Menurut Agus, proses validasi tidak berhenti sampai di situ. Dari 8.177.261 nomor akun yang valid, 7.509.649 nomor akun yang valid sesuai dengan data tunggal. Sedangkan 667.712 nomor rekening tidak valid.

Perlu diperhatikan, bantuan sebesar Rp 600 ribu perbulan untuk pekerja dikenal dengan sebutan bantuan subsidi upah (BSU). Target penerima program ini adalah 15,7 juta orang dengan total anggaran Rp. 37,7 triliun.

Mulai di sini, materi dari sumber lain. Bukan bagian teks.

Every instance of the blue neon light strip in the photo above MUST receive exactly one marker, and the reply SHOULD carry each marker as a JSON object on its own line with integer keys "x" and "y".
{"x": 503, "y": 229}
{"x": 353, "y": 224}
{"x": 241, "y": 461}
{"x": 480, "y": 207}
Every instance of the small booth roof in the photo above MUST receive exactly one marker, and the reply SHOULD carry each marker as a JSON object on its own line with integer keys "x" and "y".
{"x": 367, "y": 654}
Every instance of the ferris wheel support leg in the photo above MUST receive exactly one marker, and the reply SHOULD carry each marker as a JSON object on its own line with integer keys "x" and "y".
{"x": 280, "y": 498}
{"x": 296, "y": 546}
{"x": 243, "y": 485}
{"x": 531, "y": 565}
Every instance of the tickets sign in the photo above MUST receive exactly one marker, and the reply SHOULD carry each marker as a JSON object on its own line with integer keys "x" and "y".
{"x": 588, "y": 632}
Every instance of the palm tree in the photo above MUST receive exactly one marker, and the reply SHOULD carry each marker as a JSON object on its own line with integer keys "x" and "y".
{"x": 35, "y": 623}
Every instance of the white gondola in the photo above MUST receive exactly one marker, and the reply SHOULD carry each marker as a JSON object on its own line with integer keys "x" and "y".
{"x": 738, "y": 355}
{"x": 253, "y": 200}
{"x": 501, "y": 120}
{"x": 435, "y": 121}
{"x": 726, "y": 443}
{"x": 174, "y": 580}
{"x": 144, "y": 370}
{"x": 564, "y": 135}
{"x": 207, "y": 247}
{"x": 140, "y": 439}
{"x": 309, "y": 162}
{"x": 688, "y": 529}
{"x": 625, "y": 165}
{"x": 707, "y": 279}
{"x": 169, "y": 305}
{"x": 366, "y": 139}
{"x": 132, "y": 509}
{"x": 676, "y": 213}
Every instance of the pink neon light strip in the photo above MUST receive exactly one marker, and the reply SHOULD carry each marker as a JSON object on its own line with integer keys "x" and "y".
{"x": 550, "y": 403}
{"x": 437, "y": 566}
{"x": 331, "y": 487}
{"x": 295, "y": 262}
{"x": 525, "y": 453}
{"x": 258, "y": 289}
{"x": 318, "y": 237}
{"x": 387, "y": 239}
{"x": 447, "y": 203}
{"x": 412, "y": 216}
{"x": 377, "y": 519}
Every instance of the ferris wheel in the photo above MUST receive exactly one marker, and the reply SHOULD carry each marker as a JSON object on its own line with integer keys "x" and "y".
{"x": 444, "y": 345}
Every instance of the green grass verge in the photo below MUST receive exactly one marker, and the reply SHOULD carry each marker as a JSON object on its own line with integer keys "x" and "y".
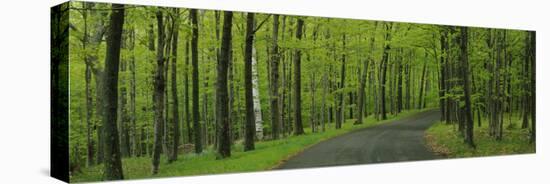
{"x": 446, "y": 141}
{"x": 266, "y": 156}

Nantinya peserta akan mendapatkan total Rp 2,4 juta.

Kriteria calon peserta yang akan mendapat bantuan adalah Rp 600 ribu perbulan diatur dalam Peraturan Menteri Tenaga Kerja Nomor 14 Tahun 2020 yaitu Warga Negara Indonesia yang dibuktikan dengan NIK dengan status pekerja atau pekerja penerima upah (PU), terdaftar sebagai peserta aktif BP Jamsostek hingga Juni 2020, pekerja aktif yang membayar iuran dihitung berdasarkan upah dibawah Rp 5 juta sesuai gaji terakhir yang dilaporkan oleh pemberi kerja dan dicatat di BP serta memiliki rekening aktif di bank.

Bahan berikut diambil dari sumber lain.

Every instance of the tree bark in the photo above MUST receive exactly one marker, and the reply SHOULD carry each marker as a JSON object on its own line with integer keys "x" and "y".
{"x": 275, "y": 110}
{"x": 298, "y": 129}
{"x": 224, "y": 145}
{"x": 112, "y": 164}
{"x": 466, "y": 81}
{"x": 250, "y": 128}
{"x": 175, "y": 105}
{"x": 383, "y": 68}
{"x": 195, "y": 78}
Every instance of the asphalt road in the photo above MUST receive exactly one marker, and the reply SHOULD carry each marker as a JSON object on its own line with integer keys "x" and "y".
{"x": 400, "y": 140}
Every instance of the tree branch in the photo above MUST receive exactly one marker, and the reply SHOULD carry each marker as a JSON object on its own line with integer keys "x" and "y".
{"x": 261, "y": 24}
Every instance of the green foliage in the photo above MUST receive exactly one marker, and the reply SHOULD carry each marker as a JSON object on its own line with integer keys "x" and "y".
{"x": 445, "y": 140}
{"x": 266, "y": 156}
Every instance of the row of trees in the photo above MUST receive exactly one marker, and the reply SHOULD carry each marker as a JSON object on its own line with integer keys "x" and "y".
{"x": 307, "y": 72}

BP Jamsostek menyebutkan ada sekitar 1.155.125 rekening penerima manfaat dengan nilai Rp 600.000 dicoret dari daftar 15,7 juta pekerja. Ini karena terbukti tidak sesuai dengan kriteria yang ditetapkan pemerintah.

Dari 15,7 juta calon penerima Rp 600.000 bantuan dari pemerintah, BP Jamsostek telah mengantongi 13.600.840 nomor rekening. Dan setelah melalui proses validasi eksternal, terdapat 9.332.386 nomor rekening yang valid dan 51.859 nomor rekening tidak valid, sedangkan 4.216.595 nomor rekening masih dalam proses validasi.